Measurement and estimation of the soil water retention curve using the evaporation method and the pseudo continuous pedotransfer function


Haghverdi A., ÖZTÜRK H. S., Durner W.

JOURNAL OF HYDROLOGY, cilt.563, ss.251-259, 2018 (SCI-Expanded) identifier identifier

  • Yayın Türü: Makale / Tam Makale
  • Cilt numarası: 563
  • Basım Tarihi: 2018
  • Doi Numarası: 10.1016/j.jhydrol.2018.06.007
  • Dergi Adı: JOURNAL OF HYDROLOGY
  • Derginin Tarandığı İndeksler: Science Citation Index Expanded (SCI-EXPANDED), Scopus
  • Sayfa Sayıları: ss.251-259
  • Anahtar Kelimeler: Data mining, Evaporation method, Neural network, Pseudo continuous pedotranfer function, Soil water retention curve, HYDRAULIC-PROPERTIES, MEASUREMENT RANGE, UNSATURATED SOIL, NEURAL-NETWORKS, CONDUCTIVITY, PRESSURE, PREDICTION, PARAMETERS
  • Ankara Üniversitesi Adresli: Evet

Özet

HYPROP (Hydraulic Property Analyzer) system works based on the simplified evaporation method, which determines soil hydraulic properties in the laboratory. This system simultaneously monitors the changes in weight of soil samples as well as the soil matric potential at two depths throughout a drying process governed by evaporation from the soil surface.

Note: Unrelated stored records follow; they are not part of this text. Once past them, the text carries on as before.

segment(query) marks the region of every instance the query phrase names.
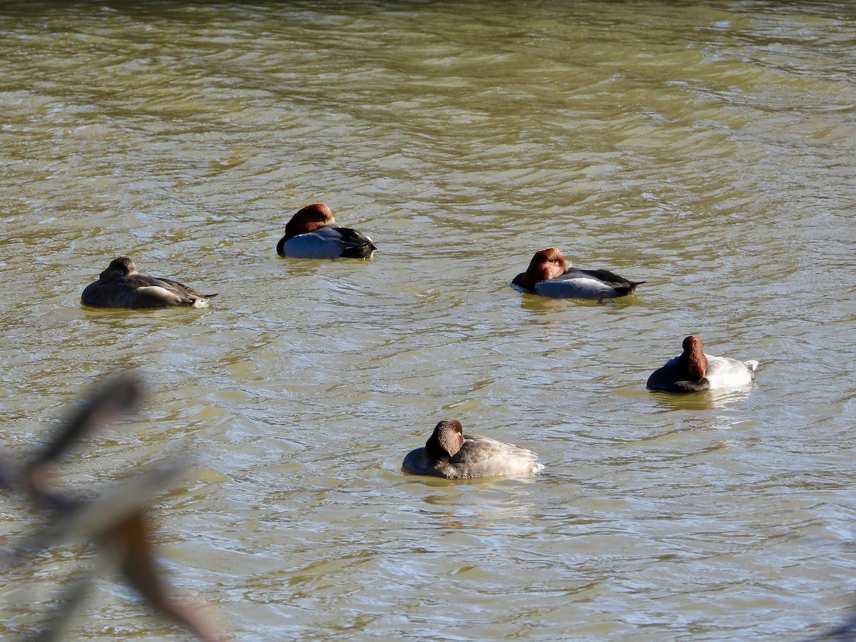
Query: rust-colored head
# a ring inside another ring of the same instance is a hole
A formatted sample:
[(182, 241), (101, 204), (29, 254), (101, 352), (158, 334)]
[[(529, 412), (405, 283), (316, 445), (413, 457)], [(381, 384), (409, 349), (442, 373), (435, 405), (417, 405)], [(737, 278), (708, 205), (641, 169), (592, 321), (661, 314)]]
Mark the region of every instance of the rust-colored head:
[(324, 203), (313, 203), (300, 210), (285, 226), (286, 240), (299, 234), (308, 234), (336, 223), (333, 212)]
[(690, 335), (684, 339), (684, 351), (678, 358), (677, 366), (687, 376), (687, 381), (699, 381), (707, 373), (707, 357), (704, 356), (701, 338)]
[(512, 282), (531, 290), (536, 283), (561, 276), (565, 273), (565, 258), (556, 247), (545, 247), (535, 253), (526, 271), (517, 275)]

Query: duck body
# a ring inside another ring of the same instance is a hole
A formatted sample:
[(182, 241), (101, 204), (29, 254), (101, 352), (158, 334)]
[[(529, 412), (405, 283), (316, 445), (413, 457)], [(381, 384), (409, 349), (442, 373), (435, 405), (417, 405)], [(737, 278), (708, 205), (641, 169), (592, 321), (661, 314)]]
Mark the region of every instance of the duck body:
[(203, 294), (172, 279), (140, 274), (133, 260), (118, 257), (98, 281), (84, 288), (80, 302), (93, 307), (129, 309), (205, 307), (208, 300), (217, 294)]
[(556, 247), (535, 253), (525, 272), (511, 282), (541, 296), (554, 299), (615, 299), (632, 294), (644, 281), (628, 281), (609, 270), (580, 270), (568, 266)]
[(513, 443), (481, 435), (464, 435), (457, 419), (443, 419), (424, 448), (411, 450), (401, 468), (416, 475), (447, 479), (478, 477), (528, 477), (544, 468), (538, 455)]
[(306, 205), (291, 217), (276, 253), (296, 259), (371, 259), (377, 250), (367, 235), (340, 228), (323, 203)]
[(695, 336), (684, 339), (684, 351), (655, 370), (645, 387), (662, 392), (704, 392), (751, 383), (758, 361), (740, 361), (705, 354), (702, 341)]

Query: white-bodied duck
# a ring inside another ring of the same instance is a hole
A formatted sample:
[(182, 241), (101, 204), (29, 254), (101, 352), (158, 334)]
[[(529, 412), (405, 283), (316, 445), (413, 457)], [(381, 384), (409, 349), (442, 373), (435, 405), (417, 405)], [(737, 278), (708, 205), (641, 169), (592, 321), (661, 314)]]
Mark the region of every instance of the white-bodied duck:
[(646, 387), (663, 392), (704, 392), (752, 383), (758, 361), (738, 361), (705, 354), (694, 335), (684, 339), (684, 351), (648, 377)]
[(615, 299), (632, 294), (645, 281), (628, 281), (609, 270), (568, 266), (556, 247), (535, 253), (525, 272), (511, 282), (527, 292), (556, 299)]
[(473, 477), (528, 477), (544, 467), (538, 455), (512, 443), (480, 435), (464, 435), (457, 419), (434, 427), (425, 448), (407, 453), (401, 464), (407, 473), (447, 479)]
[(285, 226), (276, 253), (297, 259), (371, 259), (377, 248), (366, 235), (336, 224), (324, 203), (306, 205)]

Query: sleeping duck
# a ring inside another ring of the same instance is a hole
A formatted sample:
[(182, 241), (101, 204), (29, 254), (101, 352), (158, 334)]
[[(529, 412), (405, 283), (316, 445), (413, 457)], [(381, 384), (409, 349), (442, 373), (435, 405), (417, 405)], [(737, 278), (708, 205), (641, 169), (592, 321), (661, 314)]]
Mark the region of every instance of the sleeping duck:
[(217, 294), (203, 294), (171, 279), (146, 276), (134, 261), (121, 256), (110, 261), (98, 280), (83, 290), (80, 302), (94, 307), (205, 307)]

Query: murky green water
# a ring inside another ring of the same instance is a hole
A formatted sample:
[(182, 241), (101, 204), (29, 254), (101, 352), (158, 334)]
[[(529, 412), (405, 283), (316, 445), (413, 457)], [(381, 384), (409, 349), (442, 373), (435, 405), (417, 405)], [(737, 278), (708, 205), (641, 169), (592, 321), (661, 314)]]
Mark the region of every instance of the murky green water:
[[(5, 3), (5, 449), (145, 375), (70, 480), (198, 453), (159, 542), (241, 640), (817, 633), (856, 586), (854, 29), (844, 3)], [(376, 258), (277, 258), (317, 201)], [(508, 288), (549, 245), (647, 282)], [(119, 254), (219, 296), (81, 308)], [(646, 392), (691, 333), (756, 384)], [(445, 416), (546, 469), (401, 474)], [(3, 637), (74, 550), (0, 590)], [(68, 639), (180, 636), (104, 580)]]

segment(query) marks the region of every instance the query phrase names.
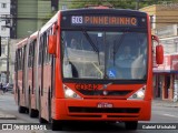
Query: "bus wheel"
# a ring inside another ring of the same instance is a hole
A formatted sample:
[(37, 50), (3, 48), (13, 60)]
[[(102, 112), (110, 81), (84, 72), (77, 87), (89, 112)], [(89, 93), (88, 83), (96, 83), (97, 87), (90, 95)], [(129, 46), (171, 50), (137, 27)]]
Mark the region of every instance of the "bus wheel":
[(51, 130), (52, 131), (62, 131), (62, 122), (57, 120), (51, 120)]
[(126, 130), (137, 130), (137, 121), (125, 122)]

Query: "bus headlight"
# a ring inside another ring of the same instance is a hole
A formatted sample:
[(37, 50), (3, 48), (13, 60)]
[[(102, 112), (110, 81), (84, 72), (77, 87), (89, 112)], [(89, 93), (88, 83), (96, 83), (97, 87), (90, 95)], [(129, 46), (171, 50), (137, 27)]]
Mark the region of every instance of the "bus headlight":
[(65, 98), (66, 99), (81, 99), (75, 91), (72, 91), (67, 85), (63, 85)]
[(145, 98), (145, 90), (146, 85), (129, 96), (128, 100), (142, 100)]

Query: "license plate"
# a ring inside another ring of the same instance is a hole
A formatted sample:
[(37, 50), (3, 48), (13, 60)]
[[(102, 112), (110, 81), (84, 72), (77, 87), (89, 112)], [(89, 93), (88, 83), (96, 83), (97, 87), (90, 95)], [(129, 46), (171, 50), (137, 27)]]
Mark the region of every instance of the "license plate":
[(113, 108), (113, 104), (101, 102), (101, 103), (98, 103), (97, 108)]

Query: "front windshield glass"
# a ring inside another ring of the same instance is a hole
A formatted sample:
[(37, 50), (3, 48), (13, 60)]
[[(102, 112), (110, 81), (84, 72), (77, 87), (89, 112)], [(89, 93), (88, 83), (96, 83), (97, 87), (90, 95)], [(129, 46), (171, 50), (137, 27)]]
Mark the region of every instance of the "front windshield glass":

In this study, we examined the performance of the pseudo continuous pedotranfer function (PC-PTF) to estimate the soil water retention curve (SWRC) using high resolution data measured by HYPROP system. The dataset consisted of 7963 measured water retention data points obtained from 81 Turkish soil samples from which 60%, 20% and 20% were randomly selected for training, cross-validation and test subsets, respectively. The best PC-PTF developed in this study with a mean absolute error of 0.023 m(3) m(-3) (a root mean square error of 0.033 m(3) m(-3)) and a correlation coefficient of 0.96 showed promising performance considering the typical performance range (RMSE = 0.034-0.085 m(3) m(-3)) for parametric PTFs estimating SWRC. The best PC-PTF used soil textural information, soil bulk density, the percentage of stable aggregates, soil organic matter content and the initial water content as the input attributes. PTFs developed in this study also ranked high among previously developed PC-PTFs (with RMSE ranging from 0.027 to 0.056 m(3) m(-3)) using sparse datasets collected via the traditional equilibrium approach (i.e. sandbox apparatus/pressure plates extractor). We, therefore, recommend further application of the PC-PTF approach for development of PTFs using high resolution data obtained by HYPROP system.